Improv at the Second Kitchen
I am a slave to recipes.
I’ve cooked enough by now to avoid that numb terror you first feel upon picking up a knife (or a spatula, or a pan, or a…). I make certain foods, like guacamole, with confidence and ease and nary a glance at a slip of paper. But for the most part, if I haven’t cooked a dish at least a dozen times, I still clutch a recipe and God help us all if I vary from its instructions.
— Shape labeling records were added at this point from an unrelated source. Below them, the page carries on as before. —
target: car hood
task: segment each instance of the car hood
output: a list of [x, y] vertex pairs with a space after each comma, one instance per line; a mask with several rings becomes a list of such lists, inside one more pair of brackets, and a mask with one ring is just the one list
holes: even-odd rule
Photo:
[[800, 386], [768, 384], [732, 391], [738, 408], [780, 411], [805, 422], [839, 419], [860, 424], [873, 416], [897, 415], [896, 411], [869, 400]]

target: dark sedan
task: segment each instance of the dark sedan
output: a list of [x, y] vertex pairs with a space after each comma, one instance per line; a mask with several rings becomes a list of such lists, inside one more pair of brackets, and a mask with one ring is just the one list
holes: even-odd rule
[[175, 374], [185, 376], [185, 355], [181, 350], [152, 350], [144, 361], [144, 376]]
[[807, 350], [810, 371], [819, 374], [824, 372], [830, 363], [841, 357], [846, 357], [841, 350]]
Everyone knows baking is a science, but for me all cooking is–and recipes are its immutable laws. If I add more than exactly a quarter-teaspoon of pepper, the house may explode. If I substitute powdered garlic, the planet cracks in half. Many times during my cooking adventures, my brother has sighed, strolled on in, tasted whatever I was convinced ‘d destroyed, and added a pinch of this or that to make it edible.
How do you people do it?

Take last night’s dinner (and today’s hastily-eaten lunch, hence the empty bowl): gazpacho-based tomato sauce with meatballs and angel hair. We started with a big jug of thin, cold soup leftover from a recent family party; my mom puttered about in the kitchen for a while, opened a few jars, and when dinner hit the table the stuff had magically become a real good, totally different, totally hearty sauce. When I asked her what she’d done, the answers seemed so obvious: boiled off some of the water. Added some crushed tomatoes. Smashed in some meatballs. And yet, had I been in front of the stove, I would’ve stared glumly at the gazpacho for a while before cooking up a side dish and dining on cold soup.
Maybe, once my brother’s done with it, I should take a look at The Improvisational Cook. But something tells me I’ll be reading How to Boil Water and its ilk for a while, yet.
It’s a long–and hopefully delicious–road ahead.